YMIR is a data-centric ML development platform that aims to support developing vision applications at scale. YMIR uses data labeling, model training, and active learning based data mining as primitive operations to build datasets and models. It embeds version control into the iterative process to track and manage data annotations and models, much like code version control in software engineering. The platform also introduces the project concept, to isolate different jobs and enable parallel development of datasets for multiple applications. Specifically, YMIR treats dataset and model as the key inputs and outputs of the primitive operations, and stores the specification of each operation into metadata so we can quickly integrate existing tools into the platform.

Data Centric AI with Programmatic Supervision

They presented a data-centric commercial AI development platform called “Snorkel Flow” with the goal to programmatically label, build and manage training data. It provides labeling functions—rules, heuristics, and other custom complex operators—via a push-button UI or Python SDK.

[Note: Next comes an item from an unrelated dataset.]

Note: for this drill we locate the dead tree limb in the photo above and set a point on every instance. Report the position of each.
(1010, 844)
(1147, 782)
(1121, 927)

Sim2Real Docs: Domain Randomization for Documents in Natural Scenes using Ray-traced Rendering

Code

Today document image capture often originates from non-professional photos under natural scene conditions - e.g. using cell phone camera. As a result, all processing of documents content (recognition, detection or classification) need to be invariant to natural scene properties of image capture such as lighting variation, heterogeneous document positioning and orientation etc. Sim2Real Docs is a Python library that uses Blender (an open source tool for 3D modeling and ray-traced rendering) as a backend. It synthesizes fit-for-purpose datasets and performing domain randomization of documents in natural scenes so that these simulated datasets can be used to build robust machine learning models in document space.

Example

Original W4 on top left and rest are synthetic images with varying lighting, background and camera conditions.

Typical use cases

  • Document classification
  • Logo detection
  • Text detection and recognition (OCR)
  • NLP analyses of document content

Contrastive Learning

Have I mentioned that the contrastive learning is getting tons of popularity and attention? I personally have little to none exposure to it but keen on diving deep into the tech details!